没过多久,人陆续到齐。导演抬手示意了一下,大家开始起身取餐。
和普通饭局一样,领导先讲几句,副手再补充,最后一起举杯庆祝,之后便各吃各的。
骆野第一轮吃完,隔了半小时又去取了些喜欢的食物。
他每次吃饭前,都会拍照发给骆芃,再附赠语音:“你看我这次拿的也有荤有素啊,放心,我有好好吃饭,知道吗?”
一次还好,两次都这样,陈央不由笑道:“你这是弟弟还是你爹啊,吃饭还得报备。”
“你说错了,他爹才没他弟这么好说话,”兰橘面前堆得像小山,抬筷子指了指半空,“如果说他弟的人品是这个牛排,他们老爹就是这个。”
陈央疑惑地问:“哪个啊?不是什么都没有吗?”
兰橘淡淡道:“对啊,他爹没人品。”
陈央:“哇哦。”
骆野立马竖起大拇指:“太会骂了橘哥,好爽。”
两人豪气地碰了一杯热牛奶。
陈央不愧是编剧,立马接受了这种家庭背景:“难怪你们这么照顾对方,兄弟相依为命啊。”
骆野盘子里的东西吃的差不多了,咽下嘴里的东西,跟兰橘说:“橘哥,过两天我去你家,有点事要跟你说。”
“行啊,我都有空。”
“哇!”
兰橘话音刚落,前面两桌突然爆发出一阵喧闹。
他们这桌几人面面相觑,一脸莫名其妙。
“干嘛呢?”骆野问。
陈央早就习以为常,嚼着意大利面淡淡道:“肯定是那群人喝高了,开始扒公司以前的八卦了。”

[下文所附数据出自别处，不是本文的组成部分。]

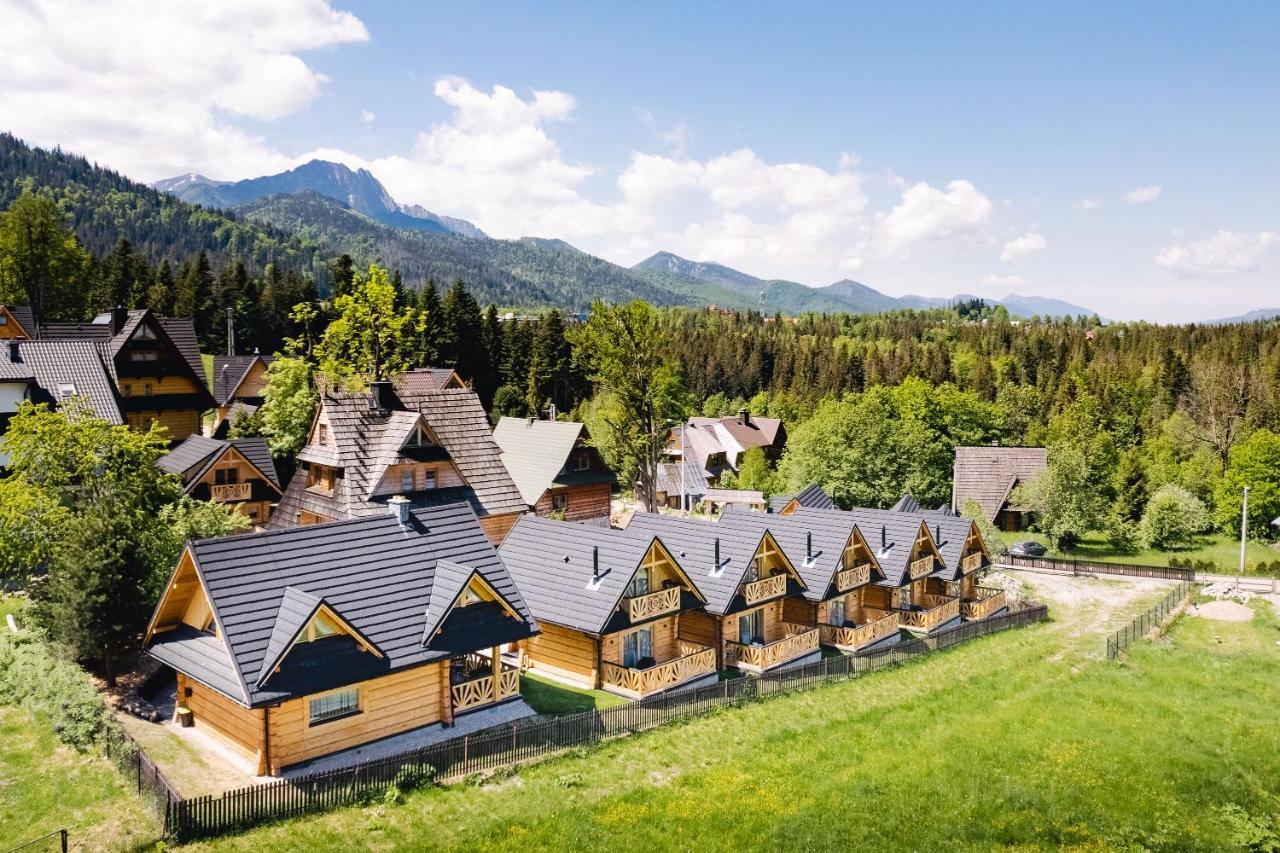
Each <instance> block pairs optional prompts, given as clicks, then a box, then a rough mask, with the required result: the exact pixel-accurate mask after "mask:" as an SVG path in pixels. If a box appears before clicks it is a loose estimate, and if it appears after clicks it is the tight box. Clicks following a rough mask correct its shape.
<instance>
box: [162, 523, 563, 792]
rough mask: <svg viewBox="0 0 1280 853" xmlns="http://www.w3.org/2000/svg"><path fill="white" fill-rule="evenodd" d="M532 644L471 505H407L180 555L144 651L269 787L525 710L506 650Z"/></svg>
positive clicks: (517, 678) (247, 534)
mask: <svg viewBox="0 0 1280 853" xmlns="http://www.w3.org/2000/svg"><path fill="white" fill-rule="evenodd" d="M536 631H538V628H536V624H535V622H534V619H532V616H530V613H529V610H527V608H526V607H525V603H524V599H522V598H521V596H520V592H518V590H517V589H516V585H515V583H512V580H511V575H509V574H507V570H506V569H504V567H503V565H502V560H500V558H499V557H498V553H497V551H494V548H493V546H492V544H490V543H489V540H488V539H486V538H485V534H484V532H483V530H481V529H480V525H479V523H477V520H476V516H475V514H474V512H471V510H470V508H468V507H467V506H466V505H462V503H454V505H451V506H438V507H429V508H420V510H413V511H410V510H408V506H407V502H403V501H401V502H394V503H392V506H390V507H383V508H381V514H380V515H378V516H375V517H367V519H357V520H351V521H339V523H335V524H326V525H321V526H311V528H298V529H293V530H276V532H266V533H255V534H244V535H234V537H224V538H220V539H206V540H202V542H192V543H188V544H187V548H186V549H184V551H183V553H182V557H180V558H179V561H178V565H177V567H175V569H174V573H173V576H172V579H170V580H169V584H168V585H166V587H165V590H164V594H163V596H161V598H160V603H159V605H157V606H156V610H155V613H154V616H152V617H151V621H150V624H148V625H147V630H146V638H145V642H143V646H145V648H146V651H147V653H148V654H151V657H154V658H156V660H157V661H160V662H161V663H165V665H168V666H170V667H173V669H174V670H177V672H178V704H179V707H180V708H186V710H187V711H188V712H189V713H191V716H192V719H193V722H195V726H196V727H197V729H201V730H204V731H205V733H207V734H209V735H211V736H214V738H216V739H218V740H219V742H220V743H221V744H225V745H227V747H228V748H229V749H230V751H232V752H234V753H236V754H238V756H241V757H242V758H243V760H244V762H246V763H248V765H251V766H252V767H253V771H255V772H256V774H260V775H262V774H271V775H275V774H279V772H280V771H282V770H283V768H285V767H289V766H293V765H298V763H301V762H306V761H310V760H312V758H317V757H321V756H326V754H332V753H335V752H340V751H344V749H351V748H353V747H360V745H362V744H366V743H370V742H372V740H378V739H380V738H387V736H390V735H397V734H401V733H404V731H410V730H415V729H421V727H424V726H439V725H451V724H452V722H453V720H454V717H456V716H457V715H460V713H463V712H483V711H480V710H481V708H486V707H492V706H494V704H497V703H503V702H518V701H520V671H518V669H517V667H515V666H512V665H509V663H507V662H504V661H503V660H502V649H503V647H504V646H508V644H512V643H518V642H521V640H525V639H527V638H530V637H532V635H534V634H536ZM530 713H531V712H530ZM509 716H511V713H507V715H504V717H507V719H509Z"/></svg>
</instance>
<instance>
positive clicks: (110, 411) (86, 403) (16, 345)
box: [0, 338, 124, 466]
mask: <svg viewBox="0 0 1280 853" xmlns="http://www.w3.org/2000/svg"><path fill="white" fill-rule="evenodd" d="M73 398H74V400H79V401H82V403H83V405H84V406H86V410H87V412H88V414H91V415H93V416H95V418H101V419H102V420H105V421H108V423H110V424H123V423H124V416H123V415H122V414H120V405H119V400H118V398H116V396H115V388H114V387H113V384H111V378H110V374H109V369H108V366H106V364H105V361H104V360H102V355H101V352H100V351H99V347H96V346H95V345H93V343H92V342H90V341H27V339H19V338H9V339H5V341H0V438H3V437H4V434H5V433H6V432H8V430H9V421H10V419H12V418H13V415H14V412H15V411H18V407H19V406H20V405H22V403H23V402H27V401H29V402H33V403H47V405H49V406H50V407H52V409H58V407H59V406H65V405H68V403H69V402H70V401H72V400H73ZM8 464H9V457H8V455H6V453H5V452H4V444H3V442H0V466H4V465H8Z"/></svg>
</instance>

兰橘一愣:“又开始聊我们的野史啊?我现在还记得你说老板儿子怀孕的事。”
骆野一口水差点喷出来。
“谁怀孕?他儿子?”骆野擦了擦嘴。
“基因突变的事我们又不好说,”陈央缓缓移开视线,“不过那边有李导在,他聊的一般都是真事。”
兰橘眼睛亮了:“我也想听,我们过去听呗。”
陈央摇头说:“我才不想过去,指不定还聊到我们呢。”
骆野对那边没什么兴趣,接着吃自己的东西。
其实他们这桌也很好聊,大家聊着各自的新年计划,问到骆野的时候,骆野想不出什么计划,随口敷衍了几句,把话题抛给下一个人了。
他们这桌怎么说呢,都是年轻人,简直太有活力了,每个人都对未来的几天年假充满了想象。